17. Os pontos assim destacados estabelecem uma mera existência e um estatuto jurídico da
associação, que podem, no entanto, ser contestados por qualquer pessoa que tenha sérias
dúvidas a seu respeito. Além disso, o Tribunal de Justiça precisa que se, em matéria penal, o
ónus da prova da presunção de inocência recai sobre o arguido, em matéria civil, presumese a boa-fé e, por conseguinte, o ónus recai sobre a parte que contesta qualquer pretensão
de provar o contrário.
18. No caso vertente, cabe, portanto, à parte que contesta o estatuto jurídico do Grupo
Nacional de Coordenação dos Representantes Departamentais do Setor do Cacau-Café
apresentar provas, quer da inexistência da referida associação, quer da alegação de que,
nos termos da lei supracitada, a referida associação não possui o estatuto jurídico alegado.
Ao exigir que a Requerente demonstre a sua existência e estatuto jurídico, a Requerida
tenta inverter o ónus da prova.
19. Consequentemente, na ausência de provas em contrário, o Tribunal considera as
indicações contidas na petição como provas que estabelecem a prova da existência do
Grupo Nacional de Coordenação dos Representantes Departamentais do Setor Cafeeiro do
Cacau como uma associação criada em conformidade com a lei da Costa do Marfim e que
tem um estatuto jurídico. Por conseguinte, a oposição relativa a um vício do estatuto
jurídico da recorrente é rejeitada. Quanto à objecção relativa ao estatuto do recorrente
20. O recorrido sustentou ainda que, mesmo que o recorrente existisse, não possuía nem o
estatuto nem a capacidade de interpor recurso para o Tribunal de Justiça.
21. Resolvida a questão da existência da Associação de Demandantes, o que resta
considerar é se uma pessoa jurídica pode apresentar um caso perante a Corte em relação a
uma questão de direitos humanos; a este respeito, o Demandante argumentou que, nos
termos dos textos relativos à Corte, qualquer pessoa pode apresentar um caso perante a
Corte por violação dos direitos humanos e que não há motivo para diferenciar entre uma
pessoa jurídica e uma pessoa física.
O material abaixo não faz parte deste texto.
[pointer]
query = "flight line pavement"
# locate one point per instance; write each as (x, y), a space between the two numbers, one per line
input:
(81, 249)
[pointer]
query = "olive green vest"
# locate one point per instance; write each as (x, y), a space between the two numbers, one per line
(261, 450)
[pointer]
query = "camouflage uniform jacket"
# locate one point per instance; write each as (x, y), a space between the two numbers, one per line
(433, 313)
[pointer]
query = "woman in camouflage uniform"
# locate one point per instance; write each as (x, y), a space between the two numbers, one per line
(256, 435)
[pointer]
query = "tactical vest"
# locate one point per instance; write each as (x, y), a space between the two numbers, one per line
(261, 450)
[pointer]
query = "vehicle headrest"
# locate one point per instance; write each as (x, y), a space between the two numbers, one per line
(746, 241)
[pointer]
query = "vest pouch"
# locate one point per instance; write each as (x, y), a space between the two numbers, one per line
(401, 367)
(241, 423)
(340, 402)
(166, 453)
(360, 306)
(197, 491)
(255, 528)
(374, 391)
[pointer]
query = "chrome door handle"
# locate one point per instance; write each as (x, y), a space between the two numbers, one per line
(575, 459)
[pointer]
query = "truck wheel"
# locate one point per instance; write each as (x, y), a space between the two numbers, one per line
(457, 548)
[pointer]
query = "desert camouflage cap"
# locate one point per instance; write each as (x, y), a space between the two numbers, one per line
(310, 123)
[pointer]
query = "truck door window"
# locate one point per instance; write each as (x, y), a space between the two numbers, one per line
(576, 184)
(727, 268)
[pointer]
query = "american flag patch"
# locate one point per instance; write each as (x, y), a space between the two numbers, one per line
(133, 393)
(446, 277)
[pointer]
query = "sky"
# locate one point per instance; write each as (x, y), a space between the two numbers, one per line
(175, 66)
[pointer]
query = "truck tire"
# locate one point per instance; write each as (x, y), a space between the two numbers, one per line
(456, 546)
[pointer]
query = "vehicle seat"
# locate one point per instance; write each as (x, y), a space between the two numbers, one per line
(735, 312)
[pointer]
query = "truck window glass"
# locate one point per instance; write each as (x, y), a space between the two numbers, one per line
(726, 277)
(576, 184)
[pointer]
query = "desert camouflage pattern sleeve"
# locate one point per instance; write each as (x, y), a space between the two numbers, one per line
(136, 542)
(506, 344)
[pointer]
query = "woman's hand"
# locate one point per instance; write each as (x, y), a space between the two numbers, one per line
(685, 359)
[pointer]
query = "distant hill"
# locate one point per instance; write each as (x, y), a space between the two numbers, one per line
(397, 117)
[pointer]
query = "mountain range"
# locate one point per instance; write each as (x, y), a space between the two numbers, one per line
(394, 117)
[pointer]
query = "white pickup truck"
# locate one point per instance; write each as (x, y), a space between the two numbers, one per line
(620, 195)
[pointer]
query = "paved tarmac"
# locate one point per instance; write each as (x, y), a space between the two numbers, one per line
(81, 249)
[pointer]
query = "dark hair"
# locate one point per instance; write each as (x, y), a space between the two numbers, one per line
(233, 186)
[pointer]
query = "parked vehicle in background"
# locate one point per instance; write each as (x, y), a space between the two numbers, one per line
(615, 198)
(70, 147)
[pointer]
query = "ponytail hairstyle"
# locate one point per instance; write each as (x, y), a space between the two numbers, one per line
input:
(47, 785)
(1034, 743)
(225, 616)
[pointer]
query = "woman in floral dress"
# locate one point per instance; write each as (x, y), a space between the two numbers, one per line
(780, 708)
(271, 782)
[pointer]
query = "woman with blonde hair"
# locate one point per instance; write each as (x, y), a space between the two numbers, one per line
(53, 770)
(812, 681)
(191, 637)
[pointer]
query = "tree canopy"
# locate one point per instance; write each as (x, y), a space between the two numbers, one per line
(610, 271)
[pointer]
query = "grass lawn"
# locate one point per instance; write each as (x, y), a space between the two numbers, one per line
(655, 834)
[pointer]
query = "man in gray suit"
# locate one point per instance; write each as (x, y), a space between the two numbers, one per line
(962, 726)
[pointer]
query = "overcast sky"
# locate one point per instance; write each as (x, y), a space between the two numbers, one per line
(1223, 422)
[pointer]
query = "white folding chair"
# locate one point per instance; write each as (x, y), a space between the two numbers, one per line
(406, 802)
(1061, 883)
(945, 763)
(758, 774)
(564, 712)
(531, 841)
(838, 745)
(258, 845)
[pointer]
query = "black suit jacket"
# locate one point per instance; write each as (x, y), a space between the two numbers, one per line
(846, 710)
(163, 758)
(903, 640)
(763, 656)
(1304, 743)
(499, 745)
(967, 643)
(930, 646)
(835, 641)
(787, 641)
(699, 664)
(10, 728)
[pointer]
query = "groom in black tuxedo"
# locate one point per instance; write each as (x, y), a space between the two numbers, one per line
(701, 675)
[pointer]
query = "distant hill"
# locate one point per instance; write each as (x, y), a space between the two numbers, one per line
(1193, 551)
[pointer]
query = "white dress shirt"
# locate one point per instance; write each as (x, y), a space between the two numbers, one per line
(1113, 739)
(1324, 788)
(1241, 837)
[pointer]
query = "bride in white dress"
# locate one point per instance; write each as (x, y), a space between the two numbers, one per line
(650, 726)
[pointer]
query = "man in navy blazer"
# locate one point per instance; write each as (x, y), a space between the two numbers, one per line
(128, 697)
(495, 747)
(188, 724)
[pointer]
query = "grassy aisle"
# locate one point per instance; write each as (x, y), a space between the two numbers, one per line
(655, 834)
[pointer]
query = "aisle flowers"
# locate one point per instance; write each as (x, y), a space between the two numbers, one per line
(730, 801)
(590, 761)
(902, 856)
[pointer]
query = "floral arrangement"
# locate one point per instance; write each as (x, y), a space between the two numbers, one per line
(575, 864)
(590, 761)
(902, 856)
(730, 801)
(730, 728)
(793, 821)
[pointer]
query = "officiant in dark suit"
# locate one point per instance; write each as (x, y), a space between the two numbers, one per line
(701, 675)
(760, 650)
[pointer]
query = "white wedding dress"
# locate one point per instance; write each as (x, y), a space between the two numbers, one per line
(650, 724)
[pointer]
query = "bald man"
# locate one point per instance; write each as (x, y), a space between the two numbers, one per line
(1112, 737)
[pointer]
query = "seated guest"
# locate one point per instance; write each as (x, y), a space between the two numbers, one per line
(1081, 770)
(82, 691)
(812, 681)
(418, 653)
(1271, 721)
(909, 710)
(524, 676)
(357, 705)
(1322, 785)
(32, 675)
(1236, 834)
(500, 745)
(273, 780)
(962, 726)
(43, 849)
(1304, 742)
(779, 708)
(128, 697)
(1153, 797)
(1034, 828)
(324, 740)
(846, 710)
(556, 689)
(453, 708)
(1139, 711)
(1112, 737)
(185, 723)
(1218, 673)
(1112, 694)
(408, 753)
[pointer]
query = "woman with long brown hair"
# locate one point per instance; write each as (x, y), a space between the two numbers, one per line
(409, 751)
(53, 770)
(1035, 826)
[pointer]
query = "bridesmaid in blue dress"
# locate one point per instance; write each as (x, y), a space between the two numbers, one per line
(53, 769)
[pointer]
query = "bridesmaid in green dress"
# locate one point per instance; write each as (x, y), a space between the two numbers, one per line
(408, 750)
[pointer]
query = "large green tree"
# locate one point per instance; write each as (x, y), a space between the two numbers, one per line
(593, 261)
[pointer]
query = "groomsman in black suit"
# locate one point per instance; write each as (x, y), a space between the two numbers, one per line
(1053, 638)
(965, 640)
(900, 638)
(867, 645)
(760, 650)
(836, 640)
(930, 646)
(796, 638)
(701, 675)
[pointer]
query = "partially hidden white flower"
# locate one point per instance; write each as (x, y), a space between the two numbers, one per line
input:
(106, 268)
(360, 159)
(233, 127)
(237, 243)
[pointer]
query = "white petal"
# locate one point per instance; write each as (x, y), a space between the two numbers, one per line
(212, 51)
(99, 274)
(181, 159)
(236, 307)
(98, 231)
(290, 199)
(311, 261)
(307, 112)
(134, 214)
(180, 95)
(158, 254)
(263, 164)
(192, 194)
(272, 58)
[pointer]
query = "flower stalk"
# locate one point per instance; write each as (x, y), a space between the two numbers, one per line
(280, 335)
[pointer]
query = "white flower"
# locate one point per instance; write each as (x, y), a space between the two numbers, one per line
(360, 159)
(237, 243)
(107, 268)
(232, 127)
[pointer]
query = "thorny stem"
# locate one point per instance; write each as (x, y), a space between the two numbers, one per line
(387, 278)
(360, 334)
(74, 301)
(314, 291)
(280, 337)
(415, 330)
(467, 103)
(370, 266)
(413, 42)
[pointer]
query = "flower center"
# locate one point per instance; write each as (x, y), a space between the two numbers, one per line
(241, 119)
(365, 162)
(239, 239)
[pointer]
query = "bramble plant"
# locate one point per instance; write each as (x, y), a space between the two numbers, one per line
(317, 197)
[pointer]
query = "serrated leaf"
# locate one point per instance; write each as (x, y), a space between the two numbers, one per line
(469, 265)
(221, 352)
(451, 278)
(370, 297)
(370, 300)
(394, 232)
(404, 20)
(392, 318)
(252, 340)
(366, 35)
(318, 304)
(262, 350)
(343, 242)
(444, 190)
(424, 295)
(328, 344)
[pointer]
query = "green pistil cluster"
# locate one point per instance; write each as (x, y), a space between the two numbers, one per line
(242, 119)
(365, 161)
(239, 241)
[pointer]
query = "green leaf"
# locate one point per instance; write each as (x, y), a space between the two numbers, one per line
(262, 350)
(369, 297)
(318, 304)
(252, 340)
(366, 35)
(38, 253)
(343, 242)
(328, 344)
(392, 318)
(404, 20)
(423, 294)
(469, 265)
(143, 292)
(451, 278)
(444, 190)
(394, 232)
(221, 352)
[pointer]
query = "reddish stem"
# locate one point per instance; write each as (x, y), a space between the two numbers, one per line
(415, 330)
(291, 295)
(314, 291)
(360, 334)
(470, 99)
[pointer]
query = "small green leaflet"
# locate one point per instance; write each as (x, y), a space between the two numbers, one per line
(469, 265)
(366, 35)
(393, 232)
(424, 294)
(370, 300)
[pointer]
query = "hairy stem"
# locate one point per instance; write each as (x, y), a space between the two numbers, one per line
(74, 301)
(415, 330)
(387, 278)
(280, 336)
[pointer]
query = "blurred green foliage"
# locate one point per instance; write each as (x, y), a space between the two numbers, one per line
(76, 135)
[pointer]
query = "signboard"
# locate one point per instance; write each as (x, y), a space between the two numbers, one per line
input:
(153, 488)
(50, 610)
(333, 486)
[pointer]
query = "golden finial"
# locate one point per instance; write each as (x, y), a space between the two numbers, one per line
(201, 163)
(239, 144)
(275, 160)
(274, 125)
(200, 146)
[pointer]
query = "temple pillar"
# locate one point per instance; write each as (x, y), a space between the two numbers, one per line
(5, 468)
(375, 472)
Afirmou que, de acordo com um princípio geral de
direito, não faz sentido fazer uma distinção quando a lei não o faz.
22. Para determinar quem pode recorrer ao Tribunal de Justiça, é conveniente remeter para
o disposto na alínea d) do artigo 10.
× d) Indivíduos que apresentem pedido de reparação por violação dos seus direitos
humanos; a apresentação do pedido deve:
i.
Não ser anónimo; nem
ii.
Seja feita enquanto a mesma matéria tiver sido instituída perante outro Tribunal
Internacional para julgamento;(sic]* do Protocolo Suplementar de 2005, que
dispõe que "O acesso ao Tribunal está aberto a ... indivíduos que solicitem a
aplicação de medidas cautelares por violação dos seus direitos humanos; a
apresentação de um pedido nesse sentido deve": (i) não ser anónimo; (ii) nem
ser feito enquanto a mesma questão tiver sido submetida à apreciação de outro
tribunal internacional para decisão".